Complications in minimally invasive spine surgery

1196

The symposium titled “Minimally invasive spine surgery: simple to complex applications” was introduced by William Mitchell, North American Spine Society representative to the CPT Advisory Committee at the 2010 annual meeting.

Adoption hampered by radiation

 

The adoption of minimally invasive surgery is hampered by radiation, Choll W Kim, Spine Institute of San Diego, California told delegates while discussing image guidance for minimally invasive spine surgery.

 

“There is now less blood loss, improved extension strength, shorter hospital stay and less wound infection,” stated Kim, adding that, “all surgical techniques evolve to become less invasive.”

 

According to the National Council on Radiation Protection and Measurements (NCRP), “extrapolation of risks from exposures at high doses, in addition to inherent experimental errors in the data, is most likely that predominant uncertainty in the estimate of risk at low doses”.

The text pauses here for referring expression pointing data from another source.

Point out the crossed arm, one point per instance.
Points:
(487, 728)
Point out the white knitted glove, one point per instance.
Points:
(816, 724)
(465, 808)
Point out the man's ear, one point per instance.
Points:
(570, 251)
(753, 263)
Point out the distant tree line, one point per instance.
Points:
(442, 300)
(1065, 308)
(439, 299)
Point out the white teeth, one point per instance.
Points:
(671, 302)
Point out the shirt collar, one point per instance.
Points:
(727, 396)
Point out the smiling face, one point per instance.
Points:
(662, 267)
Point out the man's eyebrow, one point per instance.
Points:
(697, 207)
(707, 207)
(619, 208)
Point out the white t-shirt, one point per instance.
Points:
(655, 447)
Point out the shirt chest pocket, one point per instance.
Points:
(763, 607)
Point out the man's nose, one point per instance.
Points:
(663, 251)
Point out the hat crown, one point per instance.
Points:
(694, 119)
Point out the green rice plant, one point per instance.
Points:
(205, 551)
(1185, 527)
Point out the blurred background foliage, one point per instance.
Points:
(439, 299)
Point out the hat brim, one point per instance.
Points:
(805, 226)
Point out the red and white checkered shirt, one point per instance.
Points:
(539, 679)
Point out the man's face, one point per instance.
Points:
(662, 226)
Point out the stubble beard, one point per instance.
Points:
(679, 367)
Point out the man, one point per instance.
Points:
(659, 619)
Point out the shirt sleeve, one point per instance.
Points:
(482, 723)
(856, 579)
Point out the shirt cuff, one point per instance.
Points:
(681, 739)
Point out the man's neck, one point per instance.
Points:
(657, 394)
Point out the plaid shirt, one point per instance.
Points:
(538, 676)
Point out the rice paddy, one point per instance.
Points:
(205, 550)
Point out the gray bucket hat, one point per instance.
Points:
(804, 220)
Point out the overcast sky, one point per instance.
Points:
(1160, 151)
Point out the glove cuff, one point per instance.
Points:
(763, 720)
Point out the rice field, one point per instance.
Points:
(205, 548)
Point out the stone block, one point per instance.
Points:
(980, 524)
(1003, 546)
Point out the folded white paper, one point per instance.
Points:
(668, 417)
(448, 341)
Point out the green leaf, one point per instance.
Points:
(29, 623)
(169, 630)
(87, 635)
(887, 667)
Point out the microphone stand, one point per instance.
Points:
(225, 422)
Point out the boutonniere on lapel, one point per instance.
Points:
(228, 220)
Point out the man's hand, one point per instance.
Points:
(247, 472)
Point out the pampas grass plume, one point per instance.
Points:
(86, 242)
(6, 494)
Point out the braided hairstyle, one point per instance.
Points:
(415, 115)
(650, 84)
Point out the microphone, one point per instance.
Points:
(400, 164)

Complications in minimally invasive spine surgery unavoidable

 

Complication rates in minimally invasive surgery are lower than standard surgery, but they do occur. The findings were presented by Robert E Isaacs, Duke University Medical Center, North Carolina.

 

Isaacs insisted that pre-operative planning, patient selection and looking at pre-operative studies, was essential and advised on the importance of positioning where surgeons need to be able to image the patient, understand the X-rays and watch the fluoroscopy time. He also noted that some complications such as infection, bleeding, cerebrospinal fluid leak and deep vein thrombosis/pulmonary embolism were mostly unavoidable. There were a total of 228 open and 238 MIS cases across seven studies. Open surgery average operating room time was 203 minutes, estimated blood loss 626ml, length of stay 8.1 days.

 

Five patients contracted infection and 12 patients had a cerebrospinal fluid leak. Minimally invasive surgery average operating room time was 215 minutes, estimated blood loss 241ml, length of stay 5.6 days. Complications included infection (six patients) and cerebrospinal fluid leak (three patients).

 

Isaacs concluded that overall complication rates are dramatically lower than standard surgical techniques, agreed that complications do occur but advised learning safely, progressing slowly, concentrating on the basics and learning when not to do the procedure.